Regulation delay of flights
Regulation (EC) No 261/2004 of the European Parliament and of the Council of 11 February 2004 establishes common rules on compensation and assistance to passengers in the event of denied boarding and of cancellation or long delay of flights.
Article 7 of the Regulation determines the amounts of compensation: € 250 for all flights of 1500 kilometres or less and € 400 for all intra-Community flights of more than 1500 kilometres.
Case law
There have been several decisions of the European Court of Justice on this Regulation. One of the best known cases is the Sturgeon case. The Court decided that passengers whose flights are delayed may be treated as passengers whose flights are cancelled. Those passengers may thus rely on the right to compensation when they reach their final destination three hours or more after the arrival time originally scheduled by the air carrier. Such a delay does not, however, entitle passengers to compensation if the air carrier can prove that the long delay was caused by extraordinary circumstances which could not have been avoided even if all reasonable measures had been taken, namely circumstances beyond the actual control of the air carrier. A technical problem in an aircraft which leads to the cancellation or delay of a flight is not covered by the concept of ‘extraordinary circumstances’.

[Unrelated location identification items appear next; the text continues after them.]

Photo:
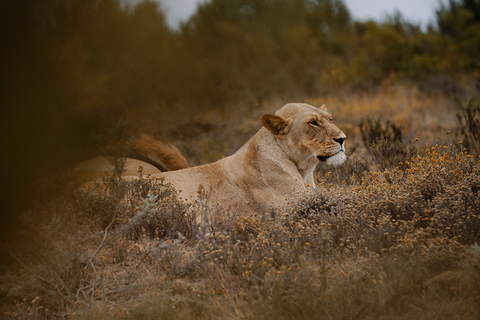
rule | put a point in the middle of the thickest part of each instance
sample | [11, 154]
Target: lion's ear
[275, 124]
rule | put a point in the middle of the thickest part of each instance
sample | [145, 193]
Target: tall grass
[398, 241]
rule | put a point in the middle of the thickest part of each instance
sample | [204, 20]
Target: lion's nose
[340, 140]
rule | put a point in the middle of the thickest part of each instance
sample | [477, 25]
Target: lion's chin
[335, 160]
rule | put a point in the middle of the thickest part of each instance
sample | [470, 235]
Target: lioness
[275, 163]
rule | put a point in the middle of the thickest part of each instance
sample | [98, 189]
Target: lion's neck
[264, 151]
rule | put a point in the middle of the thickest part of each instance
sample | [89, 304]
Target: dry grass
[396, 243]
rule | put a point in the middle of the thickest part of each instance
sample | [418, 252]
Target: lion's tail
[151, 150]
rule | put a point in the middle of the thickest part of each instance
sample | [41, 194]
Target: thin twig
[100, 246]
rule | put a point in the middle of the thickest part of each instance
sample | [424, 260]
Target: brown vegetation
[391, 234]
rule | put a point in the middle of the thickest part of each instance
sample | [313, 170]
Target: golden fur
[275, 163]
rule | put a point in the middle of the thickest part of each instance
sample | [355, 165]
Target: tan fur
[164, 157]
[276, 162]
[148, 155]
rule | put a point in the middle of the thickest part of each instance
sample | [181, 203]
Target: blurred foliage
[73, 69]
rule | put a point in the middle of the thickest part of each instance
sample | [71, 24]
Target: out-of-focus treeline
[72, 69]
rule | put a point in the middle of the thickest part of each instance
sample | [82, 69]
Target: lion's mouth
[325, 158]
[322, 158]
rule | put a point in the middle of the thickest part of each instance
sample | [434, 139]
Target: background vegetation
[393, 233]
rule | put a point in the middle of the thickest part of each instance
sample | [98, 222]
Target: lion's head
[307, 134]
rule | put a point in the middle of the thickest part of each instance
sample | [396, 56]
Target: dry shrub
[397, 244]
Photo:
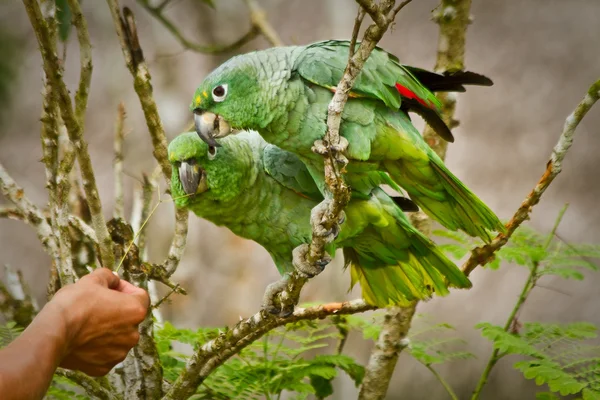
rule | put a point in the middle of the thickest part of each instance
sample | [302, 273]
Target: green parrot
[284, 92]
[263, 193]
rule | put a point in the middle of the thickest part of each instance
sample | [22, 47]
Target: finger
[105, 277]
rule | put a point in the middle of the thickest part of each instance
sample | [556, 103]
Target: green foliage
[436, 344]
[63, 389]
[528, 247]
[560, 356]
[63, 18]
[266, 368]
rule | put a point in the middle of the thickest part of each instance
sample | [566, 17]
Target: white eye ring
[212, 152]
[219, 92]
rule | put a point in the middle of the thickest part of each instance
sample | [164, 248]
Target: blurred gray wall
[542, 56]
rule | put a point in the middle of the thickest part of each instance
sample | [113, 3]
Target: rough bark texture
[453, 17]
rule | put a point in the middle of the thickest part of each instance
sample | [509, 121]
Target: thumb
[104, 277]
[140, 294]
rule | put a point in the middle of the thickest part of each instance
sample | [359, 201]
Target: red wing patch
[409, 94]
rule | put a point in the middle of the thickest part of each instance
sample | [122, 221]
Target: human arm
[88, 326]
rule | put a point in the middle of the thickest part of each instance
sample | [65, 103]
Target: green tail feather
[460, 208]
[424, 271]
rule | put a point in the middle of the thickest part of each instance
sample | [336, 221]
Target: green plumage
[265, 194]
[283, 93]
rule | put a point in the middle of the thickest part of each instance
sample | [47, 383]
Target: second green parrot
[284, 93]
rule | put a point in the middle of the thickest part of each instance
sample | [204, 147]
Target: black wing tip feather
[405, 204]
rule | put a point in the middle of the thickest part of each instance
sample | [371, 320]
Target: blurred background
[541, 54]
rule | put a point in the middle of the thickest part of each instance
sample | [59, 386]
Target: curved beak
[192, 178]
[210, 126]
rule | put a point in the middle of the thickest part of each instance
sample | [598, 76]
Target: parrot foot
[321, 148]
[277, 299]
[305, 267]
[317, 216]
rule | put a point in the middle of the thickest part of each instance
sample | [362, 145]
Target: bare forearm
[28, 363]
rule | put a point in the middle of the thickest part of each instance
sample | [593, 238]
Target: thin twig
[32, 214]
[441, 379]
[511, 321]
[259, 20]
[157, 12]
[134, 59]
[451, 45]
[215, 352]
[16, 302]
[484, 254]
[118, 162]
[178, 243]
[85, 59]
[74, 125]
[91, 386]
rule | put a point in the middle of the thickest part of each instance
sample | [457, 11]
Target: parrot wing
[287, 169]
[382, 77]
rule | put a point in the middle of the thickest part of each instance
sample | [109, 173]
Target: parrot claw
[339, 149]
[277, 301]
[306, 268]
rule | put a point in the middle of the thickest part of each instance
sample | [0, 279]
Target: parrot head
[228, 100]
[202, 169]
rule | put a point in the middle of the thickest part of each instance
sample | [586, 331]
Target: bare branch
[31, 214]
[134, 59]
[484, 254]
[16, 302]
[260, 22]
[384, 357]
[142, 369]
[330, 147]
[91, 386]
[118, 162]
[157, 13]
[84, 228]
[141, 208]
[392, 340]
[53, 70]
[179, 241]
[215, 352]
[85, 59]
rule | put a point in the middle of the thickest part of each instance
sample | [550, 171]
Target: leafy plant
[268, 368]
[558, 355]
[9, 332]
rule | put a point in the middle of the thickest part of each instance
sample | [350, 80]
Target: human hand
[101, 313]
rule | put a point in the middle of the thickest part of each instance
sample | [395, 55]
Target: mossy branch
[134, 59]
[53, 70]
[215, 352]
[259, 25]
[484, 254]
[450, 56]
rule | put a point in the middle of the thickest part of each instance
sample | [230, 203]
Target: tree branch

Direct flight or indirect flight
Ms Irene Uhden from Hamburg had booked a flight from Rome to Hamburg with KLM Royal Dutch Airlines. She was supposed to make a stop in Amsterdam. The flight from Rome left later than originally scheduled and as a result she missed the connecting flight in Amsterdam to go to Hamburg the same day. She only arrived in Hamburg the following morning and overall she had a delay of more than 11 hours.
KLM granted her a compensation of € 250. Ms Uhden did not agree and claimed an additional compensation of € 150 before the District Court (Amtsgericht) of Hamburg. The District Court denied the claim and stated that Ms Uhden is not entitled to any sum more than KLM had paid already, since for the calculation of the compensation it is decisive which is the direct distance between Rome and Hamburg (1326 KM). Ms Uhden appealed. She was of the opinion that the defendant has to pay because the ‘distance’ that determines the height of the compensation to pay should be calculated in the present case as the sum of the actual travelled routes, from which it follows that the routes Rome-Amsterdam (1302 km) and Amsterdam and Hamburg (378) should be added and therefore in total 1680 km.
In the appeal the Court (Landgericht) of Hamburg requested a preliminary ruling to the European Court of Justice in Luxembourg. The question was whether article 7 should be interpreted as meaning that the term “distance” relates only the direct distance between the point of departure and the last destination, regardless of the distance actually flown in the individual case?
The question will not be answered. Probably the costs of further proceeding would be more than any possible outcome for Ms Uhden. By letter of 7 June 2016, the Hamburg Regional Court informed the European Court that there was no longer a dispute before him. The President of the European Court has ordered on 20 June 2016 that the case be removed from the register.
We have to wait until the moment that another passenger will claim ‘as a matter of principle’ an additional amount of € 150.